The clinical trial was structured to statistically compare alarm data collected before and after the BEAMS nurse call interface was implemented and nurses were alerted to patient alarms by the system.
To begin with, BEAMS units were programmed on the alarm tones for all patient applied medical equipment so alarms could be reliably detected and distinguished from ambient noise. The BEAMS technology uses proprietary signal processing and deep machine learning to memorize alarm tones based by equipment types. BEAMS firmware updates can be upgraded securely and wirelessly over the network without any human intervention.

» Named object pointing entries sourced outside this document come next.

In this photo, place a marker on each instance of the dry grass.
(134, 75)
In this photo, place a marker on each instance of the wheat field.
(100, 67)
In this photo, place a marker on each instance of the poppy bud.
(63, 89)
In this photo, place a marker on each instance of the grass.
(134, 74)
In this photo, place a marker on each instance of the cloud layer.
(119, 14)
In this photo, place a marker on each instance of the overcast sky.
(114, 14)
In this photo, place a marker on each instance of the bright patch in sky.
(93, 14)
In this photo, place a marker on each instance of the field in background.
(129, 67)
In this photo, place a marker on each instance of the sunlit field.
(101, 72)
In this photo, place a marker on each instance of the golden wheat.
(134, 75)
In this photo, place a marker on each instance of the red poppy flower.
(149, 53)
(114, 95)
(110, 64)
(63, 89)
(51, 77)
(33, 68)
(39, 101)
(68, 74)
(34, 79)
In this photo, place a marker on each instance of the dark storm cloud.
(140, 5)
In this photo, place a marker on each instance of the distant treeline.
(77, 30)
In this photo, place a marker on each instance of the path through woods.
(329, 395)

Eight programmed BEAMS units were then installed in eight rooms on a ward and connected to the Hospital’s Wi-Fi network. Baseline data was collected for eight weeks on when and where alarms were recorded and how long it took for the alarms to be addressed by nursing staff. In the second phase, all eight units were connected to the existing nurse call system with no changes to existing infrastructure. Again, data was collected for an additional eight weeks to record the improvement in the response times to alarms in each room now that BEAMS could trigger a nurse call.
BEAMS has a default 40 second latency built in before any action is taken to minimize the alarm fatigue caused by spurious or accidental equipment alarms that occur from time to time.
The BEAMS dashboard captures and stores the meta-data recorded for each event which includes: unit serial number, date & timestamp, alarm type, duration and location. BEAMS devices listen for patient alarms and then securely record them over Wi-Fi to a repository stored either in the Cloud or on a local encrypted server within the customer’s chain of custody.